People in town without generators were soon forced to throw all of their food away. Between the low temperatures, food scarcity, sanitation challenges and the lack of phone and internet service, residents grew increasingly worried about the elderly, particularly those living alone or in the rural outskirts of places such as Sutter Island. If a senior’s medical equipment wasn’t working, or if they were completely out of water or having trouble staying warm, there was no way to call for assistance.
“There was a lot of concern about the elderly residents, given that their food was spoiling and they’d lost their water and most of them had already been really shut-in for a while because of COVID,” Swenson said. “It was very hard, and it just got worse as the outage went on and on.”
Swenson and other volunteers eventually did in-person welfare checks on Clarksburg-area seniors. That brought its own fear of accidentally spreading COVID-19 to some of the community’s most at-risk individuals.

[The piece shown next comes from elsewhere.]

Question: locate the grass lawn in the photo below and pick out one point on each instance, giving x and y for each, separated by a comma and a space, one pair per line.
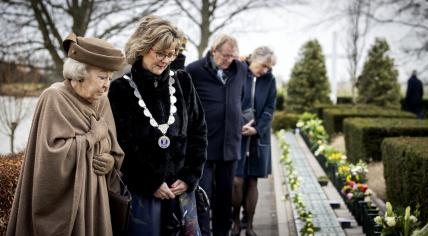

“Obviously we were wearing masks and socially distancing, but you’re still having to go knock on someone’s door, and be at the front of their house,” Swenson explained. “And you’re doing that at a time when it’s hard for everyone involved to keep their hands clean because there’s no water.”
A warm place and food
By Friday, Jan. 29, the fourth day of the outage, the community church had been opened as a warming center and the Yolo County Food Bank sent a truck loaded with supplies and parked it at the fire station for distribution. Delta High School used its alert system to try to get the word out about the shelter and food.
Swenson also points out that Clarksburg’s children, who are distance learning during the pandemic, lost three full days of school due to the outage.
PG&E spokeswoman McFarland told SN&R that the majority of households in the Clarksburg area had power restored within a few hours of the Jan. 26 storm, but that the 83 households that remained dark for nearly six full days did so because of a variety of repair challenges and further damage from storms that continued through the week.
She did not comment on why the Delta towns serviced by SMUD—several only a 15 minutes by car from Clarksburg—had their power fully restored far sooner than PG&E’s other customers in the area.
This isn’t the first time a stark contrast is being drawn between SMUD and PG&E during extreme weather.
In the fall of 2019, high winds and dry conditions prompted PG&E to begin broadly using its then-new Public Safety Power Shutoff program. During one outage in October 2019, hundreds of thousands of PG&E customers in Yolo, Placer, Nevada and Amador counties were left without power for five days, while SMUD households in Sacramento County never lost power. Though SMUD doesn’t directly service the area that’s in the California Public Utilities Commission’s fire threat map, SMUD does have power lines and receivers that transmit electricity from its hydroelectric plants through the Sierra Nevada—the same area where PG&E was shutting its own lines down. A SMUD spokesperson said at that the time the utility didn’t need to shut off its transmissions in the Sierra off because its infrastructure was built to withstand the winds.
PG&E spent the first half of 2020 making large-scale improvements to its infrastructure, which resulted in fewer and less disruptive safety shutoffs than the year before.
That was little consolation, however, to Clarksburg residents who spent nearly six full days without power from storm damage.
“People not familiar with the area might not realize that we have a lot of country out here,” Daly said, “and this created a very unhealthy situation across it. Shame on PG&E.”